Theresa D. Manz, Sindhu C. Sivakumaren, Adam Yasgar, Matthew D. Hall, Mindy I. Davis, Hyuk-Soo Seo, Joseph D. Card, Scott B. Ficarro, Hyeseok Shim, Jarrod A. Marto, Sirano Dhe-Paganon, Atsuo T. Sasaki, Matthew B. Boxer, Anton Simeonov, Lewis C. Cantley, Min Shen, Tinghu Zhang, Fleur M. Ferguson, and Nathanael S. Gray

ACS Medicinal Chemistry Letters  2019, DOI: 10.1021/acsmedchemlett.9b00402

Phosphatidylinositol 5-phosphate 4-kinases (PI5P4Ks) are important molecular players in a variety of diseases, such as cancer. Currently available PI5P4K inhibitors are reversible small molecules, which may lack selectivity and sufficient cellular on-target activity.
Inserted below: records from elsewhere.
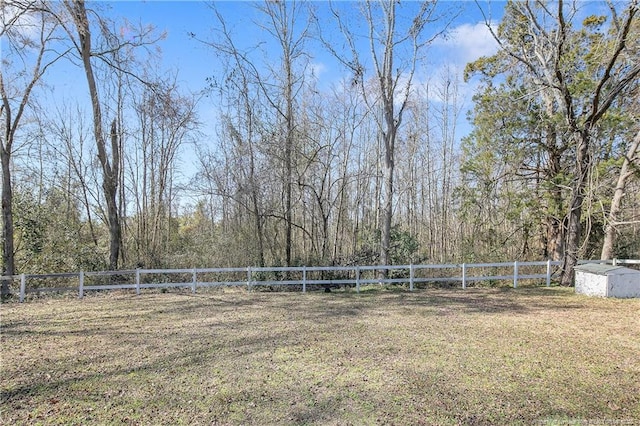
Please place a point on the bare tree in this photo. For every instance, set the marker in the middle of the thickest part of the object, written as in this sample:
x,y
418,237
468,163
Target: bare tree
x,y
29,32
108,145
393,76
630,165
539,37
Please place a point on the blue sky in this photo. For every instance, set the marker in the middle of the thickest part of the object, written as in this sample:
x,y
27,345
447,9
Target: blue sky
x,y
467,39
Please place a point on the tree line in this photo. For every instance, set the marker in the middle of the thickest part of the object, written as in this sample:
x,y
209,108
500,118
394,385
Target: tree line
x,y
370,170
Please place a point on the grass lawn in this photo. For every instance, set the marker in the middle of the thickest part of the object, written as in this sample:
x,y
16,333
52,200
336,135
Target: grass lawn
x,y
436,357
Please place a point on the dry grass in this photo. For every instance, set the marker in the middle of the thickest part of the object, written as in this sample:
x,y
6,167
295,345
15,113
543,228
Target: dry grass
x,y
480,356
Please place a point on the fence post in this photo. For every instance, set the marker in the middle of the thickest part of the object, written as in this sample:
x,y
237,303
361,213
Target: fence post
x,y
137,281
304,279
548,272
464,276
23,286
411,277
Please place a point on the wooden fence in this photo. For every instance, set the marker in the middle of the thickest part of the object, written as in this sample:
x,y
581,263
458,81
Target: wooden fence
x,y
303,276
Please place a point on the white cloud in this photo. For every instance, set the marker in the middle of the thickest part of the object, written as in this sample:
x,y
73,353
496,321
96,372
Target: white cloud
x,y
468,42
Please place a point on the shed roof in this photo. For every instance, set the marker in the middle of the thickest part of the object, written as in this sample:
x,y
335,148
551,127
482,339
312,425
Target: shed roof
x,y
599,269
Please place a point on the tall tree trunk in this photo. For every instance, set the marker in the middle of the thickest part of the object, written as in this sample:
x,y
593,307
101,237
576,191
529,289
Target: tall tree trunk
x,y
616,202
574,229
8,260
109,171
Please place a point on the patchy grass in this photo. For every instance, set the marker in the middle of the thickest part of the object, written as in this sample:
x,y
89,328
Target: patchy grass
x,y
480,356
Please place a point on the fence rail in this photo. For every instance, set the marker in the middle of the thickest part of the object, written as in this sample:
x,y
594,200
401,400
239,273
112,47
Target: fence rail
x,y
301,276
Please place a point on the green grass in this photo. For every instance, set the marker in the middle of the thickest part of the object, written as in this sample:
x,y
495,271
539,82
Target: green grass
x,y
480,356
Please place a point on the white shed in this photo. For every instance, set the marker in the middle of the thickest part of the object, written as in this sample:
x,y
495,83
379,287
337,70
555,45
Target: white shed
x,y
594,279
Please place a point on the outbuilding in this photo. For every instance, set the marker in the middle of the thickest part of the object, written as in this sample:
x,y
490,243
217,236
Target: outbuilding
x,y
595,279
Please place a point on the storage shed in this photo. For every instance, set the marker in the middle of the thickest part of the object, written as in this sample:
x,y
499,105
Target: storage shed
x,y
607,280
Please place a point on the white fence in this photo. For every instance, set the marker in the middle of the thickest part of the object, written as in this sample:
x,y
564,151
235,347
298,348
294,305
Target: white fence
x,y
303,276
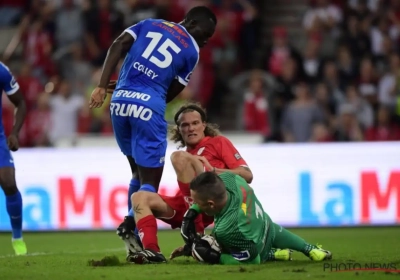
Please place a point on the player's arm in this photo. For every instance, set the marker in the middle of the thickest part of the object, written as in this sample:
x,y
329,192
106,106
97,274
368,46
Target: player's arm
x,y
19,102
118,49
183,78
231,157
231,254
11,88
174,90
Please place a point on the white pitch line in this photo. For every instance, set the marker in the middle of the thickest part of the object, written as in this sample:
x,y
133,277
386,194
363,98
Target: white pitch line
x,y
65,253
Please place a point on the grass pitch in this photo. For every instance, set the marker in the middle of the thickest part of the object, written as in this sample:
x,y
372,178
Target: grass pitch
x,y
66,255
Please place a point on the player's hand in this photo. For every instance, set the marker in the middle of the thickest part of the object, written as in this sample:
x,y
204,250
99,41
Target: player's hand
x,y
12,142
97,98
188,228
184,250
205,163
202,251
111,87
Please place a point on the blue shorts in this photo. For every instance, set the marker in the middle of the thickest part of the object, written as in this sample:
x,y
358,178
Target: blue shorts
x,y
140,133
6,159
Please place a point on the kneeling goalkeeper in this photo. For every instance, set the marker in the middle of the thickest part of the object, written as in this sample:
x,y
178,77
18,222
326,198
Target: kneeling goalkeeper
x,y
244,231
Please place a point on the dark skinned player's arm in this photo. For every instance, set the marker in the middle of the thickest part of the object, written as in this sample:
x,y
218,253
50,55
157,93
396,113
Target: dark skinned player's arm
x,y
118,49
174,90
242,171
19,102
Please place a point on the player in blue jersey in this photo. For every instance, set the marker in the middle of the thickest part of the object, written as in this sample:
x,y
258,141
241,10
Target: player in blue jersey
x,y
9,85
160,57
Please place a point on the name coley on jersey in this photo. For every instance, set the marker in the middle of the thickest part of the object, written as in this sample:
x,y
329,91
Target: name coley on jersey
x,y
141,68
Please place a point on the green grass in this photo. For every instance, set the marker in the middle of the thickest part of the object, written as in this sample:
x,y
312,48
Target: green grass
x,y
66,255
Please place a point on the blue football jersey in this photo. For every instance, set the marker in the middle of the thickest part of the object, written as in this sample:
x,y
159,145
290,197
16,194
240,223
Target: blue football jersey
x,y
162,51
9,85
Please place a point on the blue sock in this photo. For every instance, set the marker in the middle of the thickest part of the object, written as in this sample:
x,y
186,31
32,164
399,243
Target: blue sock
x,y
134,186
147,188
14,210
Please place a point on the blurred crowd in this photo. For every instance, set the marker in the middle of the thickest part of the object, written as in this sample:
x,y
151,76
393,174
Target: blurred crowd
x,y
342,85
65,42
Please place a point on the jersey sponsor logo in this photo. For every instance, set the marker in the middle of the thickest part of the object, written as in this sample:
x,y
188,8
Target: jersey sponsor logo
x,y
241,256
133,94
200,151
147,71
188,200
13,83
175,31
131,110
187,79
165,50
177,28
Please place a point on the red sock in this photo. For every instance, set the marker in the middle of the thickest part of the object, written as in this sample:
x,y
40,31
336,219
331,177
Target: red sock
x,y
184,187
148,232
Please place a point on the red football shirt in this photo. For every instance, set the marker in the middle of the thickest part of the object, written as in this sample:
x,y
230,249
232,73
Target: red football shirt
x,y
219,152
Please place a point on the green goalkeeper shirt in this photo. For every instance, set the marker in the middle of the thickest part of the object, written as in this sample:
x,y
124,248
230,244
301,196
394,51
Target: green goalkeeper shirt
x,y
242,227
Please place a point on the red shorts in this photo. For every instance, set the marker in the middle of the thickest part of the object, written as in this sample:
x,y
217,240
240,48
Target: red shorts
x,y
178,204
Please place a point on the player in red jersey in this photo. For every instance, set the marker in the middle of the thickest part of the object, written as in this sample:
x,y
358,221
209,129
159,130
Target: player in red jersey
x,y
207,150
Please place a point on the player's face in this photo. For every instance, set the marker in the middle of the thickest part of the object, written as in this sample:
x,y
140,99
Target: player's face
x,y
202,32
206,206
191,128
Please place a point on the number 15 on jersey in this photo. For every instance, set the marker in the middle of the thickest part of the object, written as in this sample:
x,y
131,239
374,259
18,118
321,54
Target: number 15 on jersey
x,y
163,49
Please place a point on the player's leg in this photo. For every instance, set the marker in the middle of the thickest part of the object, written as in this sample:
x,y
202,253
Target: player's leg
x,y
286,239
13,199
147,206
134,184
122,131
186,167
123,135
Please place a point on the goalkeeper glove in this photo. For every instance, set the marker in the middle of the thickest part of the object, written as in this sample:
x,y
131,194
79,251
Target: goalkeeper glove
x,y
202,251
188,228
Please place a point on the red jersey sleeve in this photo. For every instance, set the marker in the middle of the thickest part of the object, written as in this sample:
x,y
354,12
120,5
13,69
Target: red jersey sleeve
x,y
229,154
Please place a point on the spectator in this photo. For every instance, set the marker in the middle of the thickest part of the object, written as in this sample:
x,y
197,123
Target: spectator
x,y
65,108
325,102
312,62
356,39
332,79
280,52
30,86
39,125
363,110
348,128
324,16
321,133
368,82
256,106
388,86
300,116
68,15
283,93
384,129
346,65
103,23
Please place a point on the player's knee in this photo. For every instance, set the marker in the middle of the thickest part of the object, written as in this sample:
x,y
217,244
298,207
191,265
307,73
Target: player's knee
x,y
180,160
143,198
9,189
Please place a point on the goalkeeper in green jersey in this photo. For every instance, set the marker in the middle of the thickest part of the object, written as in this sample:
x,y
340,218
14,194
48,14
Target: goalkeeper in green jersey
x,y
245,233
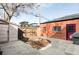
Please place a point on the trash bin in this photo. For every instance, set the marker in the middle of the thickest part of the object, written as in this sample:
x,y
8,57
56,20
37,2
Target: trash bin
x,y
75,38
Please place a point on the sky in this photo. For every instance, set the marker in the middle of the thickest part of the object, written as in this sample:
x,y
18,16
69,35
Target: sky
x,y
50,11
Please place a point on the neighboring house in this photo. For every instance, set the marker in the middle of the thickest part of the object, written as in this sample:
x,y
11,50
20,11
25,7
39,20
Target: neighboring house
x,y
61,28
8,32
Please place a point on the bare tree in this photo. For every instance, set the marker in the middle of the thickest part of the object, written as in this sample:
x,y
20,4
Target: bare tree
x,y
14,9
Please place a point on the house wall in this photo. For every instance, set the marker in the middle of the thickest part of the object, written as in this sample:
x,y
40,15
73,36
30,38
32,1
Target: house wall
x,y
61,34
13,32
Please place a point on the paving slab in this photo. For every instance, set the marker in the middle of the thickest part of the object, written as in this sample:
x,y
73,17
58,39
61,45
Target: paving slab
x,y
18,48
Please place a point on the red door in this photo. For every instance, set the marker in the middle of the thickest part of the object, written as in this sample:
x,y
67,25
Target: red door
x,y
70,29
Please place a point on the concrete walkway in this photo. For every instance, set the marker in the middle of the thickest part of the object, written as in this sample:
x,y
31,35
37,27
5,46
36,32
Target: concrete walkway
x,y
18,48
58,47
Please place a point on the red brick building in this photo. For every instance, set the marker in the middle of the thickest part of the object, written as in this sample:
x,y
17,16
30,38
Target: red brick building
x,y
61,28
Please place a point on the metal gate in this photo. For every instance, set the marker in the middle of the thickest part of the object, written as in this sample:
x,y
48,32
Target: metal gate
x,y
3,33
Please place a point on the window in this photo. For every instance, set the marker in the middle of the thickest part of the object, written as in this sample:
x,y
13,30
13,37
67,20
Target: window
x,y
57,28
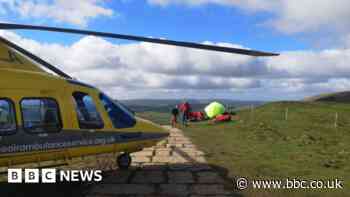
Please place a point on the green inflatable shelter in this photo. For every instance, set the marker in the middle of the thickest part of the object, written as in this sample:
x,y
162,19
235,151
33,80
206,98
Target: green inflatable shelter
x,y
214,109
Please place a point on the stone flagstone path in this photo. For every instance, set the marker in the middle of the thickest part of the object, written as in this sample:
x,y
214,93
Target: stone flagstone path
x,y
172,168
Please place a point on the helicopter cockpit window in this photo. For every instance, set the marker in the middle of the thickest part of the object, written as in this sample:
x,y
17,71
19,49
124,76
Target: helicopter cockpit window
x,y
88,116
120,115
40,115
7,117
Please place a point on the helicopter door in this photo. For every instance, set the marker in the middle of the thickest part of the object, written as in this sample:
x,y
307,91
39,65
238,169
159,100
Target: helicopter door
x,y
88,116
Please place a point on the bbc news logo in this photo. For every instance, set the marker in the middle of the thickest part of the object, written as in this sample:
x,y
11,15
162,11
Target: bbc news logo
x,y
51,175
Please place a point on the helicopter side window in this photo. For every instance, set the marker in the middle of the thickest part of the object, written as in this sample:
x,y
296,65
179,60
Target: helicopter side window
x,y
119,114
7,117
87,113
40,115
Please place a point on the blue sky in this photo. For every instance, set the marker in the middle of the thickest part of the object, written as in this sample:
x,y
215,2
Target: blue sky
x,y
314,46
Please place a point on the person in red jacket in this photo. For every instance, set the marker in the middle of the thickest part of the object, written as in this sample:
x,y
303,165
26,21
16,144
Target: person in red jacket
x,y
185,108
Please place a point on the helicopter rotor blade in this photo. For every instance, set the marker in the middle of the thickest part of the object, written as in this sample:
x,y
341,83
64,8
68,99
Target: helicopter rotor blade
x,y
140,38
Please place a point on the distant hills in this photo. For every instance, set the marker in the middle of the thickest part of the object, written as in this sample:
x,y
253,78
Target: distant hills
x,y
341,97
165,105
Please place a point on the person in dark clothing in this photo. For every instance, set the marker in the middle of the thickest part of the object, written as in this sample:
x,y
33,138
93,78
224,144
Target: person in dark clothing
x,y
174,114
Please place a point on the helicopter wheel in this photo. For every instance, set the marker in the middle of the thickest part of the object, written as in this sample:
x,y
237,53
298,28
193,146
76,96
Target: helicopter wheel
x,y
124,161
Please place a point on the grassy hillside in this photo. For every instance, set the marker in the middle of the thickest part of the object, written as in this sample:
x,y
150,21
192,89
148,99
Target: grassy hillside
x,y
263,144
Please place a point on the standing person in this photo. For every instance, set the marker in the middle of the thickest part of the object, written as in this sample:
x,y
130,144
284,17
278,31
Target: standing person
x,y
174,114
185,109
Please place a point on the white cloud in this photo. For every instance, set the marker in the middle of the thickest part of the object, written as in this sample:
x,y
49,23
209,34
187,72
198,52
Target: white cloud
x,y
164,70
289,16
77,12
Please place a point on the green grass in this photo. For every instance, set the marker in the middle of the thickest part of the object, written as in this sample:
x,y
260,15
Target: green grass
x,y
263,145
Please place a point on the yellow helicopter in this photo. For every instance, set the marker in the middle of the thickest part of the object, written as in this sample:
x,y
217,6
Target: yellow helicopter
x,y
46,116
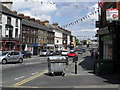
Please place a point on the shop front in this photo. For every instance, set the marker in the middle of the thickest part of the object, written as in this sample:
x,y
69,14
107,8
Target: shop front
x,y
10,45
109,45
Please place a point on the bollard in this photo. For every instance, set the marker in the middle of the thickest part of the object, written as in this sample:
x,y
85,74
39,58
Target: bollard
x,y
76,59
75,67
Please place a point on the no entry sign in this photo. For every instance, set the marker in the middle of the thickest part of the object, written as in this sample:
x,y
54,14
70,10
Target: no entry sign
x,y
112,14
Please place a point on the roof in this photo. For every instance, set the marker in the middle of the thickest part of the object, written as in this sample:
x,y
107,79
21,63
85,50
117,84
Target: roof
x,y
34,24
7,11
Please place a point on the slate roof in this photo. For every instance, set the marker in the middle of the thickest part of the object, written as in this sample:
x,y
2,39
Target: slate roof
x,y
34,24
7,11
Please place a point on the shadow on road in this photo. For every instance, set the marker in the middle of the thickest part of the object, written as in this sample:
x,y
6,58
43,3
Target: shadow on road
x,y
88,64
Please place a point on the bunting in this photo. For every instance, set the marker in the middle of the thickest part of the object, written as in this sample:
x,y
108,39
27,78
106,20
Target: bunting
x,y
81,19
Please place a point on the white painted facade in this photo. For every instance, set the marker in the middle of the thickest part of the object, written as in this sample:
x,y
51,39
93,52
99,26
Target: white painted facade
x,y
58,39
13,23
68,39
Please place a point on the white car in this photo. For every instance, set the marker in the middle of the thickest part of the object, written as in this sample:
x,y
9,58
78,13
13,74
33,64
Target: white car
x,y
11,56
64,53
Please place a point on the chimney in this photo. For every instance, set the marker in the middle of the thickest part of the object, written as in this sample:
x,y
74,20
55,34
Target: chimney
x,y
46,23
8,4
55,25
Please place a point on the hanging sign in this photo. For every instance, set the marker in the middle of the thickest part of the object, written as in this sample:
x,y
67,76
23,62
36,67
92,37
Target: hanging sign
x,y
112,14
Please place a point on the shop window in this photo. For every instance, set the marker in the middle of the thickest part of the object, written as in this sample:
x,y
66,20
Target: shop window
x,y
0,46
9,20
16,33
16,22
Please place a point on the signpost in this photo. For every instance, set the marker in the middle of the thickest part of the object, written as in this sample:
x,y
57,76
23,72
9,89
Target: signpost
x,y
112,14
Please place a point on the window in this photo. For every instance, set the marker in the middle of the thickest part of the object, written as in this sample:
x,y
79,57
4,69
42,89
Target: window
x,y
16,33
16,53
0,46
16,22
0,18
10,32
0,31
12,53
9,20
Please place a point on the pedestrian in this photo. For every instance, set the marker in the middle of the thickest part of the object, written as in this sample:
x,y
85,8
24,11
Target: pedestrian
x,y
96,55
92,54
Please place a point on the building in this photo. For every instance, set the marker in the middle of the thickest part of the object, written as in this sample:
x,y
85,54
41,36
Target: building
x,y
11,29
35,36
109,33
66,39
50,35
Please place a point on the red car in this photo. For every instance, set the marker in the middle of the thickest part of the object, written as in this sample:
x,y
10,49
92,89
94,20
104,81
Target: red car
x,y
72,54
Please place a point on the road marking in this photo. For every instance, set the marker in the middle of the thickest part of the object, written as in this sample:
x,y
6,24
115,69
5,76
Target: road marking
x,y
19,77
34,73
30,78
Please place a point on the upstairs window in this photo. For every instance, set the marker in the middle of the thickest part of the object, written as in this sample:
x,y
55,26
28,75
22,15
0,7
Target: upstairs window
x,y
9,20
16,33
16,23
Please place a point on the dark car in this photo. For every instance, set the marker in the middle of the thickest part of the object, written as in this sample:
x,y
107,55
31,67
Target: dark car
x,y
51,53
72,54
26,54
57,52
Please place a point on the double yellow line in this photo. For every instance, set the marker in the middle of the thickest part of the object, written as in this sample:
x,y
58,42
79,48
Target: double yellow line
x,y
29,79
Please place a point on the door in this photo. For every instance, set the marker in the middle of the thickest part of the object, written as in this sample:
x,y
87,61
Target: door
x,y
10,57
In this study, we present a new class of covalent pan-PI5P4K inhibitors with potent biochemical and cellular activity. Our designs are based on THZ-P1-2, a covalent PI5P4K inhibitor previously developed in our lab. Here, we report further structure-guided optimization and structure–activity relationship (SAR) study of this scaffold, resulting in compound 30, which retained biochemical and cellular potency, while demonstrating a significantly improved selectivity profile. Furthermore, we confirm that the inhibitors show efficient binding affinity in the context of HEK 293T cells using isothermal CETSA methods. Taken together, compound 30 represents a highly selective pan-PI5P4K covalent lead molecule.